Cirium contacted Khazanah about GSV’s offer as well as progress of the search for a strategic investor but has yet to receive a response.
The idea of a merger between AirAsia Group and Malaysia Airlines was also floated. In an interview with Reuters dated 17 April 2020, Azmin Ali, who is now the minister for international trade and industry, said a possible merger between the two carriers was one of the options considered in 2019.
Shukor, however, suggests alternative options that can be considered include shutting down the existing carrier and to replace it with a newer and smaller entity, permit foreign equity investment into the carrier, or by letting existing shareholders continue pumping money into the airline.

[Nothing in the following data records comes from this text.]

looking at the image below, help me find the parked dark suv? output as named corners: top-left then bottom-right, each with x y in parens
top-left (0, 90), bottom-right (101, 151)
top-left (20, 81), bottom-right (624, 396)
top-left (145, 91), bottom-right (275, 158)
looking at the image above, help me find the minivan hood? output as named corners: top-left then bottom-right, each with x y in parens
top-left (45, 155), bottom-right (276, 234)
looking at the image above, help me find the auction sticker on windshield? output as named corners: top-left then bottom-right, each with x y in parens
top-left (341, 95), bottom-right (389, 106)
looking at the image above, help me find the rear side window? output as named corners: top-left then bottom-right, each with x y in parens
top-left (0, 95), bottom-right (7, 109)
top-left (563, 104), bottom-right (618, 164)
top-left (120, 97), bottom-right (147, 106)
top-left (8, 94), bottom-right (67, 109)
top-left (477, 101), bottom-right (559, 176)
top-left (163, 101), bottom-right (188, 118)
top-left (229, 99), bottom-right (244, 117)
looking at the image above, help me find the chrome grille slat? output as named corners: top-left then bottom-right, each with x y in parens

“When you shut it down, it doesn’t mean it’s the end of Malaysia Airlines. You can restart it with a leaner and more nimble carrier. This is a wonderful opportunity as under this current condition, as most of the aircraft are grounded anyway. It allows you plenty of time to rethink, restart and relook at how the future of air transportation is to be in Malaysia. I think this is totally the best way to look at it,” he says.

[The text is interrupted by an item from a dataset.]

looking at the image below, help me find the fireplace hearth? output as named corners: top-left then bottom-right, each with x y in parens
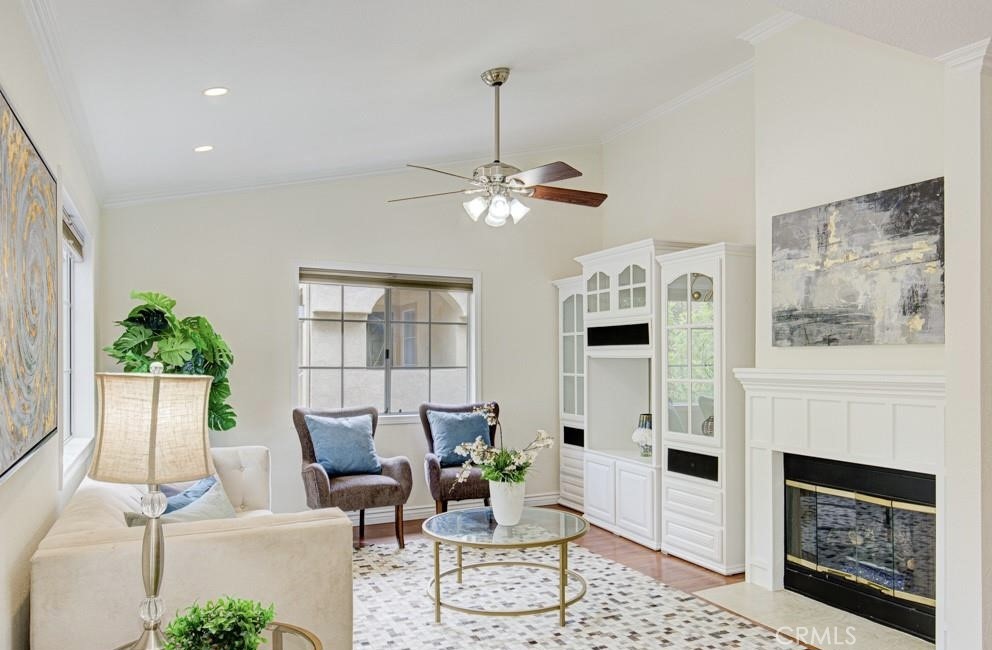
top-left (784, 454), bottom-right (936, 642)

Meanwhile, Malaysia Airlines told Cirium in an email response dated 22 April: “Malaysia Airlines is of the opinion that solutions to address the industry oversupply situation and long-term sustainability need to be addressed holistically. Whilst mergers between airlines is one option, addressing the issues via regulations and policies should also not be ignored as it could just be as effective.”

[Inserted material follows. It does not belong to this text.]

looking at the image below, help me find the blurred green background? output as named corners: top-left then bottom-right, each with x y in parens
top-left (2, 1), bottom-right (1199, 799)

It adds: “Any merger proposal will need to take into account anti-competition regulations and address the numerous implementation or integration challenges including the people aspects, and respective commitments or liabilities of both airline groups”.
The global Covid-19 outbreak also means that carriers now have to focus on survival and any decision on the fate of Malaysia Airlines will also likely have to wait, at least until the pandemic eases.
Malaysia Airlines says: “The impact of Covid-19 on the aviation industry is unprecedented and we have experienced significant disruptions to our business with a 94% cut in capacity, hence impacting revenue. This will necessitate a review of our long-term business plan once things have settled down, since many assumptions and parameters have changed as a result of the crisis”.
In the interim, parent Malaysia Aviation Group is working with Khazanah and the Malaysian government on the financial support it needs.
Malaysia Airlines says: “Our immediate priority is to tackle the impact of the pandemic and we have taken hard measures to aggressively defend our cash position including capacity and resource management, deferring non-critical spend, and implementing cost cutting initiatives across the business.”
Brendan Sobie, an independent aviation analyst, says the crisis is an opportunity to conduct a broader strategic review of the industry.
“The Covid-19 crisis makes it even more pressing as well as provides an opportunity to do a broader strategic review and re-think. That includes re-looking at many of the things that were already in the works but not completed before the crisis,” says Sobie.
He adds: “I believe the government needs in the interim to support all the airlines to help them get through this crisis until all the bigger picture issues can be evaluated and the building blocks for the future can be put in place.”